Wir essen gemeinsam zu Abend und Igor sucht sich eine Ecke, und parkt sich dort ein um zu dösen. Auch ich muss immer öfter gähnen und ich werde müde. Es ist mir etwas peinlich denn alle anderen wirken noch fit.

Als wir darüber reden wann ich am nächsten Tag aufbrechen werde, fragt Gerda mich ob ich nicht noch einen Tag bleiben möchte. Auch gerne noch länger, wenn ich will. Ich muss nicht lange überredet werden und stimme schnell zu. Ich habe beim Duschen auch schon die Waschmaschine gesehen und mit ihr geliebäugelt. Meine Hose und die Socken haben eine ordentliche Wäsche bitter notwendig.

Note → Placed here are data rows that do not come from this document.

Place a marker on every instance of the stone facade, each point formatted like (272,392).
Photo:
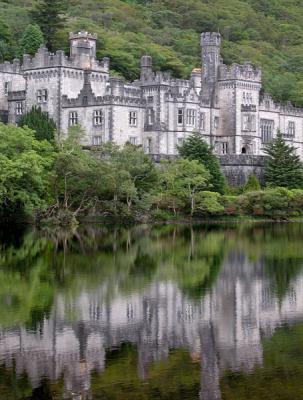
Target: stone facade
(157,111)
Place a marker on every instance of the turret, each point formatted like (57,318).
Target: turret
(211,59)
(146,67)
(83,43)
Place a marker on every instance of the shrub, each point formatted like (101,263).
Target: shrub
(209,203)
(274,203)
(252,184)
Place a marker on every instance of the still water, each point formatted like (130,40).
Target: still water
(173,312)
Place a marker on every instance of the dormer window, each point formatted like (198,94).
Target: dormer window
(150,116)
(133,118)
(42,96)
(202,121)
(19,108)
(191,117)
(216,122)
(98,117)
(73,118)
(180,116)
(291,128)
(6,88)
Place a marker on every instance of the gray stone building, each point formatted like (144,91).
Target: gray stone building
(157,111)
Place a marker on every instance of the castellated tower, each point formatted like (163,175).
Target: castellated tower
(83,43)
(211,59)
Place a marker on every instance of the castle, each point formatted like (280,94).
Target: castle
(157,111)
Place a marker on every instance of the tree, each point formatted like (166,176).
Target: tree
(25,165)
(252,184)
(77,181)
(31,40)
(195,148)
(283,167)
(184,179)
(49,16)
(43,126)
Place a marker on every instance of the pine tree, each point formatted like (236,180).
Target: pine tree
(252,184)
(283,167)
(39,122)
(49,16)
(195,148)
(31,40)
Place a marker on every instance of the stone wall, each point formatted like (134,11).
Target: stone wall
(238,168)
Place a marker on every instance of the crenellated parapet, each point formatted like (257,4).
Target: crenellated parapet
(245,72)
(210,39)
(268,104)
(11,68)
(117,93)
(44,59)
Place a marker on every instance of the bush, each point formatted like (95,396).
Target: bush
(209,203)
(273,203)
(252,184)
(230,204)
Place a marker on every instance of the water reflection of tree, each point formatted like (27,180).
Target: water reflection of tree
(122,261)
(281,375)
(177,377)
(279,248)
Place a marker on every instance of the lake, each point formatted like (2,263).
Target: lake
(163,312)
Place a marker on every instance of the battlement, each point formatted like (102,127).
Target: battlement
(246,72)
(211,39)
(83,35)
(11,68)
(44,59)
(268,104)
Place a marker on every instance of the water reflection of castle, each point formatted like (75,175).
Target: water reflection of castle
(223,329)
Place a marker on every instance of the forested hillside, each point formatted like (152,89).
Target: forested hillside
(267,32)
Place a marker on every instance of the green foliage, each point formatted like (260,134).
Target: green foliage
(274,203)
(283,167)
(209,204)
(43,126)
(267,33)
(48,15)
(31,40)
(183,180)
(195,148)
(252,184)
(25,164)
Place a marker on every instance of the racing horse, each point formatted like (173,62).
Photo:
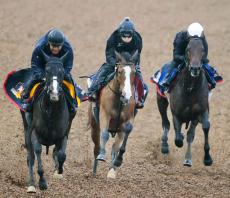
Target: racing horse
(49,124)
(116,116)
(188,102)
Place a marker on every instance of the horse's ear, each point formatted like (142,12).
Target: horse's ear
(118,56)
(64,57)
(135,56)
(46,57)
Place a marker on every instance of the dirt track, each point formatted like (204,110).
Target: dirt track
(145,172)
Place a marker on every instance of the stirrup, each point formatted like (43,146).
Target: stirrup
(139,105)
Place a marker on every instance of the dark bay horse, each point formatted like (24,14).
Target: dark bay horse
(188,103)
(117,105)
(49,124)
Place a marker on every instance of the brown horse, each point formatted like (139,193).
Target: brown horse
(117,106)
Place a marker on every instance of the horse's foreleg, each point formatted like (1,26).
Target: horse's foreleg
(95,134)
(114,153)
(38,150)
(162,104)
(116,145)
(179,137)
(61,157)
(104,140)
(30,161)
(206,126)
(104,125)
(190,138)
(127,129)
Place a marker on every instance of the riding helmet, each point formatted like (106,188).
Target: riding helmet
(126,27)
(195,29)
(56,37)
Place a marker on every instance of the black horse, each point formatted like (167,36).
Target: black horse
(188,102)
(49,124)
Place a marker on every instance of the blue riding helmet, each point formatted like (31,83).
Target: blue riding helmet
(126,28)
(56,37)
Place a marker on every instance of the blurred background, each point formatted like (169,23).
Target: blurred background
(88,24)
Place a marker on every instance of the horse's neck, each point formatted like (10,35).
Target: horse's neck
(114,87)
(52,108)
(190,83)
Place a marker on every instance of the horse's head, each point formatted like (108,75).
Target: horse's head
(194,55)
(125,73)
(54,74)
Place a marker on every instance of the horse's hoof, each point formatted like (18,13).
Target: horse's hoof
(179,143)
(188,162)
(57,176)
(112,174)
(31,189)
(101,157)
(164,149)
(117,162)
(208,162)
(43,185)
(95,167)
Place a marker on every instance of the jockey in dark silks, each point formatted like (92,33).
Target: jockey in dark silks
(124,39)
(53,43)
(171,69)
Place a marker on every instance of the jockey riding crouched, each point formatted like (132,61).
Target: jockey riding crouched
(53,43)
(124,39)
(171,69)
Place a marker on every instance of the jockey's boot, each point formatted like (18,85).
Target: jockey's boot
(25,103)
(211,75)
(140,103)
(95,109)
(168,74)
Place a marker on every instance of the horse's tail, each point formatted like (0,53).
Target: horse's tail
(187,124)
(47,150)
(89,117)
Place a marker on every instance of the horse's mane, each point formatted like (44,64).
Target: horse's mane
(127,56)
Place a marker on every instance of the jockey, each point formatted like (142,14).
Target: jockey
(53,43)
(170,70)
(124,39)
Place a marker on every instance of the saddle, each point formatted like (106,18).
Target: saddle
(13,88)
(140,91)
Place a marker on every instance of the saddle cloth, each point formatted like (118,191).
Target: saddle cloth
(13,87)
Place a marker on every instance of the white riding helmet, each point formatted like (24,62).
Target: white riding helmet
(195,29)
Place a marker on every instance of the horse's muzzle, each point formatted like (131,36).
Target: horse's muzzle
(195,70)
(54,97)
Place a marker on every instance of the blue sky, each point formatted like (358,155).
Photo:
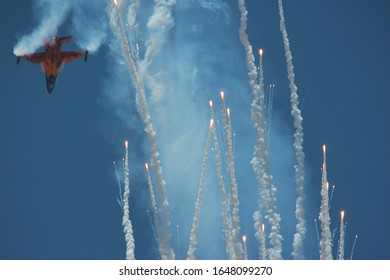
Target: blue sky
(57,180)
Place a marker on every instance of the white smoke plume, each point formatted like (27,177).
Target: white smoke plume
(51,15)
(342,237)
(126,222)
(298,145)
(227,223)
(234,202)
(152,135)
(195,223)
(260,161)
(88,19)
(326,235)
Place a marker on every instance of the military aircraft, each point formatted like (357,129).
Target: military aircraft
(53,59)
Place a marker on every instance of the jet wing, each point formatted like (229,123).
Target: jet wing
(70,56)
(35,57)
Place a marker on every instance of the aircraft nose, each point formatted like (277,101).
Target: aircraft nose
(50,82)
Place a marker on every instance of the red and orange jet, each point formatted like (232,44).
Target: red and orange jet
(53,59)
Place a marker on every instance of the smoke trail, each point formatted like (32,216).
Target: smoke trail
(89,24)
(298,135)
(260,235)
(120,190)
(126,222)
(195,223)
(155,162)
(326,240)
(260,159)
(245,247)
(234,202)
(51,14)
(156,222)
(151,224)
(353,247)
(269,105)
(342,237)
(227,223)
(318,237)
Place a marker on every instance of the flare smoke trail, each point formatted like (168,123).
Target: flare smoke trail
(342,237)
(226,122)
(89,31)
(260,159)
(155,162)
(353,247)
(52,15)
(195,223)
(298,145)
(227,224)
(326,236)
(155,211)
(245,247)
(126,222)
(318,236)
(269,104)
(159,25)
(120,194)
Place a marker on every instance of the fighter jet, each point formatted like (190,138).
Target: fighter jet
(53,59)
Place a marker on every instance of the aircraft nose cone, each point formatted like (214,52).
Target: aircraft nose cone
(50,82)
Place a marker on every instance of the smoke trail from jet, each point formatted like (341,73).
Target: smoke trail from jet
(126,222)
(298,145)
(88,20)
(51,14)
(89,24)
(234,202)
(159,25)
(342,236)
(326,239)
(155,162)
(353,247)
(260,162)
(195,223)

Dann ist es endgültig an der Zeit für mich schlafen zu gehen. Mucki darf bei Igor bleiben und so ziehen wir auf unsere Koppel. Gerda hat mir ein Zimmer angeboten, aber ich möchte lieber im Zelt bei den Eseln bleiben und freue mich aufs Aufwachen mit den Kamelen. Ich höre Igor und Mucki um mein Zelt gehen und schlafe bald darauf selig ein.